Although many types of irAE are developed in various organs, the frequency of the occurrence of hematological irAEs is relatively low [12]. In an observational study of 948 patients who were treated with anti-PD-L1 or anti-PD-1 immunotherapies, 35 patients experienced grade 2 or worse hematological irAEs [13]. In a review of 19 large clinical trials of ICIs, such as anti-PD-L1, anti-PD-1, and anti-cytotoxic T-lymphocyte-associated antigen 4 antibodies, used for the treatment of melanoma, lung cancer, bladder cancer, etc., the frequency of the occurrence of hematological irAE was estimated to be 3.6% cases for all grades and 0.7% cases for grades3 or 414. ITP was reported to be one of the most frequent type of hematological irAEs [13,14]. To the best of our knowledge, this is the first case report of ITP induced by nivolumab in a patient with MPM.

It is recommended that ICI-induced ITP is treated with glucocorticoids initially based on the standard therapy algorithms of classical ITP as described in American Society of Clinical Oncology Clinical Practice Guideline [15,16]. In the observational study, all nine patients with ICI-induced ITP were treated with glucocorticoids, and six patients received additional intravenous immunoglobulin. Two patients showed no response to initial therapy and received thrombopoietin agonists or rituximab [13]. In other reports, 4 of 11 patients with ICI-induced ITP received glucocorticoids and 2 patients required rituximab or re-administration of glucocorticoids [17]. In our patient, a response was observed to initial glucocorticoid therapy; however, he subsequently relapsed and re-administration of glucocorticoids was required.
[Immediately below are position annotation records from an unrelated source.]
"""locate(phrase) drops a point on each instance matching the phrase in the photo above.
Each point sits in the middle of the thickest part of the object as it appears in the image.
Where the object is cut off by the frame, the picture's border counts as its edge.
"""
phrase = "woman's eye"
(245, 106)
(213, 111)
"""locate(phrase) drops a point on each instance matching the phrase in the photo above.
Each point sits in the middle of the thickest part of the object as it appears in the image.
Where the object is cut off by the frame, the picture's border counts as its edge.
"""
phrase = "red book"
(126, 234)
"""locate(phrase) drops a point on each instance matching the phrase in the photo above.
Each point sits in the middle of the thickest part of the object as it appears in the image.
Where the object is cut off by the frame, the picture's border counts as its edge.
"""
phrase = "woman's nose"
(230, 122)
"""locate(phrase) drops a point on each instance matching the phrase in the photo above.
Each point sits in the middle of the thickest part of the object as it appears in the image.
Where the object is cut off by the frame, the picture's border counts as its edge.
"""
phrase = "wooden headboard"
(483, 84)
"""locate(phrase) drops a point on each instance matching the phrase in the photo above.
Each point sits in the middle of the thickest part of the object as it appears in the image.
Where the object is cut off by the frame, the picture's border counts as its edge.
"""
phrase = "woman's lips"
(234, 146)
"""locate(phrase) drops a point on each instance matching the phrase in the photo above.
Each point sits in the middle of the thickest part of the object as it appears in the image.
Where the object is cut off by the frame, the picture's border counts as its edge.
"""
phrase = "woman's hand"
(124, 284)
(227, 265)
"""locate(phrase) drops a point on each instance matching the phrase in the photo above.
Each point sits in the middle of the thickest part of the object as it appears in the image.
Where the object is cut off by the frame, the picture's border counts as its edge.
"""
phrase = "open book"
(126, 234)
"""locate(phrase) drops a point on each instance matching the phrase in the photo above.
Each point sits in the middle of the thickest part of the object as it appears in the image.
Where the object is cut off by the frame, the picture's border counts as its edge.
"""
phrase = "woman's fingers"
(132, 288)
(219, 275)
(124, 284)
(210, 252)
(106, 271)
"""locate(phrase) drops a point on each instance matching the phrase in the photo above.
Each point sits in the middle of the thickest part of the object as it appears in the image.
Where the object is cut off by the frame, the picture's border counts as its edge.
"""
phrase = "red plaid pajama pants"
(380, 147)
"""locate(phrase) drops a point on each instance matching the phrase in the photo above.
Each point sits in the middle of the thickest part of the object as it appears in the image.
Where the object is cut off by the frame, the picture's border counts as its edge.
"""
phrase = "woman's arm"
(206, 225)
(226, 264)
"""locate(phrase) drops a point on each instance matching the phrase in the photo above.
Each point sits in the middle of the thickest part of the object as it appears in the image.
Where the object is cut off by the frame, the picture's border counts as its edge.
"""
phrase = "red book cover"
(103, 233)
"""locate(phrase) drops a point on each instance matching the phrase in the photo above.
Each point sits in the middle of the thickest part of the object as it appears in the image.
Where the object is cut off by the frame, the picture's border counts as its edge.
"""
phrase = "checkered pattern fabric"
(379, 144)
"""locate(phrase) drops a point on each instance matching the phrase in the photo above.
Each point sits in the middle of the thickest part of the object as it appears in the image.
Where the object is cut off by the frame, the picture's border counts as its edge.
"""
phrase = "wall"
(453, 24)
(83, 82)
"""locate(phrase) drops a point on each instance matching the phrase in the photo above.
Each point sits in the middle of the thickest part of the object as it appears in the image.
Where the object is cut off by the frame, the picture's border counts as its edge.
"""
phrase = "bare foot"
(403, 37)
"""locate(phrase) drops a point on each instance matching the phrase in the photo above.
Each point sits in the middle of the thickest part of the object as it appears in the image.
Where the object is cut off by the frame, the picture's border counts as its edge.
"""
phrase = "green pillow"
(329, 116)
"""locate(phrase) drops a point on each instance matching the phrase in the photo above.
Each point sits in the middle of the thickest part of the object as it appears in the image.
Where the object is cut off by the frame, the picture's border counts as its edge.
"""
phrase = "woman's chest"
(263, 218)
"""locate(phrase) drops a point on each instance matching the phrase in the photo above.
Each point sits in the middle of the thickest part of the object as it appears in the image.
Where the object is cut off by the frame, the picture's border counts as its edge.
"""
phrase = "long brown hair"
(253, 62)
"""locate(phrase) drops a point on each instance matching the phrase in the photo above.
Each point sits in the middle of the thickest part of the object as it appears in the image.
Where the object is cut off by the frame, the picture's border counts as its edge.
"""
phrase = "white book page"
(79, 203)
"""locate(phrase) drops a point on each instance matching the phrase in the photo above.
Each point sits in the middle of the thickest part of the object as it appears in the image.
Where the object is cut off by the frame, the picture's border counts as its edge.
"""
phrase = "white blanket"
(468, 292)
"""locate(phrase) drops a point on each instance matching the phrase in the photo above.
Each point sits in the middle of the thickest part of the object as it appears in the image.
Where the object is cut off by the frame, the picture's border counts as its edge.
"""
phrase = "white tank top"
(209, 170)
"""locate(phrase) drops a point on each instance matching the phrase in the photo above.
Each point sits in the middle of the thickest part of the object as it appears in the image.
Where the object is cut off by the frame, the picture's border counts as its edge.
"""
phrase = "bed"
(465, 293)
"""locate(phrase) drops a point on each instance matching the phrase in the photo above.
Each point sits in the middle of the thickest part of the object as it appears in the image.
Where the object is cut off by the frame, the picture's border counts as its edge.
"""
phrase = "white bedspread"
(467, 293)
This suggests that careful and intensive management of ITP treatment is necessary in patients demonstrating no response or who relapse following initial treatment.

Although the pathogenesis of ITP induced by ICI remains unknown, the production of antiplatelet antibodies is considered a key event in the development of classical ITP [15,18]. In our patient, the serum antinuclear antibody test was positive. In the observational study, three of nine patients showed positive results in serum antinuclear antibody assay [13]. In our patient, the PA-IgG level increased when ITP occurred and then decreased after ITP treatment was initiated. In several case reports, elevated PA-IgG levels have been observed in patients with ICI-induced ITP [19,20]. Although further investigation regarding the frequency of occurrence and the clinical impact of antinuclear antibodies and PA-IgG levels in ICI-induced ITP is required, the presence of these antibodies might be related to the cause of ICI-induced ITP.

Our patient showed a clinical response to nivolumab. An association between the efficacy of ICI treatment and the occurrence of irAEs has been reported in several cancers, especially melanoma and non-small cell lung cancer (NSCLC) [[21], [22], [23]]; however, such an association has not been observed in patients with MPM. Although any type of irAE was related to better outcomes of ICI treatment, analyses of the efficacy of ICIs in patients who develop hematological irAEs are limited. In a previous case report, tumor regression was observed in a patient with NSCLC who was treated with nivolumab and who developed nivolumab-induced ITP [24], which is comparable to the results in our case. The mechanism of the correlation between the outcome of ICI treatment and development of irAEs remains unknown; however, the shared antigen between tumor cells and normal cells might be responsible for the relationship between the outcome of ICI therapy and the development of irAEs [23]. To our knowledge, this is the first report of an association between the response to nivolumab treatment and nivolumab-induced ITP in a patient with MPM.

Conclusion

Although ITP induced by nivolumab is rare, systematic diagnosis and treatment are required. Glucocorticoids are administered in most cases. Careful management and follow-up should be considered in patients who relapse or exhibit resistance to initial glucocorticoids treatment.

Declaration of competing interest

The authors state that they have no Conflict of Interest.